We are delighted that the strategy committee agreed on April 16 not to proceed with the proposal to rebuild Stanley Park High School on Stanley Road Allotments. However, many objectors to the proposal agree with us that the allotment site should have been eliminated from the options at a much earlier stage in the first place.

All the reasons given in the report to the strategy committee for not proceeding with the allotment site were articulated by residents at a public meeting on February 13 or in response to the council's own consultation.

Furthermore, the council should have known from the previous attempts to build a primary school on the allotments that access was always going to be a major problem.

Perhaps, we could be forgiven for saying "we told you so."

By eliminating the allotment site at an earlier stage or not including it at all, because of the known problems, the council could have spared much despondency among allotment holders for whom no realistic alternatives were offered, and could have spared much anxiety for residents concerned about increased traffic on narrow roads, not to mention the unnecessary public expense of abortive work on the site evaluation. After all, this is a statutory allotment and a designated green space much valued by the local community, particularly enhanced by the lavender project.

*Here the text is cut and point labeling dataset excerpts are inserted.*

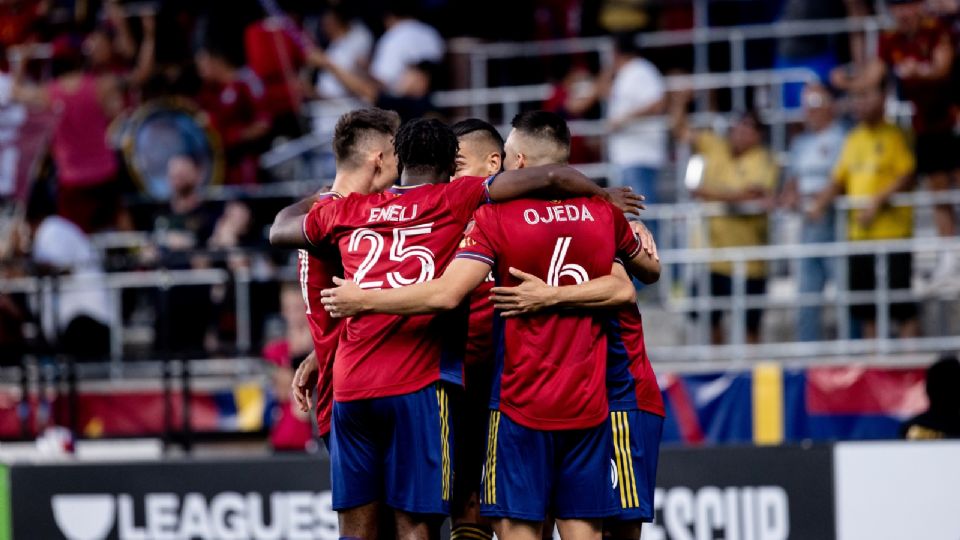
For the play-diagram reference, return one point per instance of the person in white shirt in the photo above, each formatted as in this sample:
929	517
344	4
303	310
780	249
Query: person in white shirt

One of the lessons that we hope the council will learn from this episode is that the argument that the site has long been identified for use as a primary school no longer applies and that the safeguarded provision in the UDP should be removed in any future revision of the plans.

Finally, on behalf of the Stanley Road Allotment and Garden Society, we would like to thank residents around the allotment site for their excellent support in attending the public meeting on that rainy evening on February 13 and in signing our petition in such impressive numbers.

We owe this remarkable success to your support and we thank the Sutton Guardian for its coverage which has kept the issue in the public domain.